The announcement came as a shock at NATO headquarters in Brussels. As one delighted senior official told me, Ottawa had done everything it could for months to avoid making such a commitment.

The lack of interest in NATO comes as the alliance faces many stresses and tests because of Russia and fractures in the European Union. If NATO comes apart, don’t expect Canada to try to help much to keep it together.

On NORAD, it looks as if Trudeau is determined to buy a new fighter jet that will not have the latest capabilities that the American and other NATO aircraft have. While privately unhappy about this, the Americans are unlikely to publicly criticize Canada. That is because continental air defence is so crucial to Americans that they will simply take over Canada’s northern air space and put our new, small fleet of second-tier fighter jets in the rear with the gear.

The Liberals’ preference for the UN, which has been underlined by Trudeau’s pursuit of a temporary seat on the United Nations Security Council, began long before he decided to follow his father into federal politics. The Chrétien government wisely declined to be part of George W. Bush’s ill-starred coalition in Iraq and the reason at the time was because the operation did not have the UN’s blessing. The Chrétien and Martin Liberals later agreed to send troops to Afghanistan, but that was a UN-sanctioned mission.

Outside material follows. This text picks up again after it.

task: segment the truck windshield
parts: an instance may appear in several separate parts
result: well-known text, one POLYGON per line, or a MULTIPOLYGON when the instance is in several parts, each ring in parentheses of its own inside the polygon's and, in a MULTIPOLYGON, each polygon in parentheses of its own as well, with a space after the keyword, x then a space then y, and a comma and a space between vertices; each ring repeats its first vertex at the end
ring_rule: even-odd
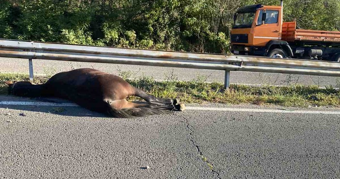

Stephen Harper had a famously different view of the UN than Trudeau. Although Canada continued to be one of the UN’s biggest financial supporters during Harper’s years in power, he criticized it frequently as ineffectual and corrupt and for being dominated by unsavoury officials from countries that are dictatorships.

Harper sometimes denounced the UN but mostly ignored it. He preferred to co-operate with the Five Eyes (the intelligence-sharing alliance with Britain, New Zealand, Australia and the U.S.). He signed on to American- and NATO-led bombing campaigns against Iraq, Syria and Libya; sent F-18s on a NATO mission to defend Lithuania; and put Canadian military trainers on the ground in Ukraine, Poland and Iraq.

Until now, the Trudeau government’s warm embrace of the UN has not produced benefits or damaging consequences. But the change of direction must be causing bewilderment and anxiety in Washington and other Western capitals and perverse delight in Beijing and Moscow.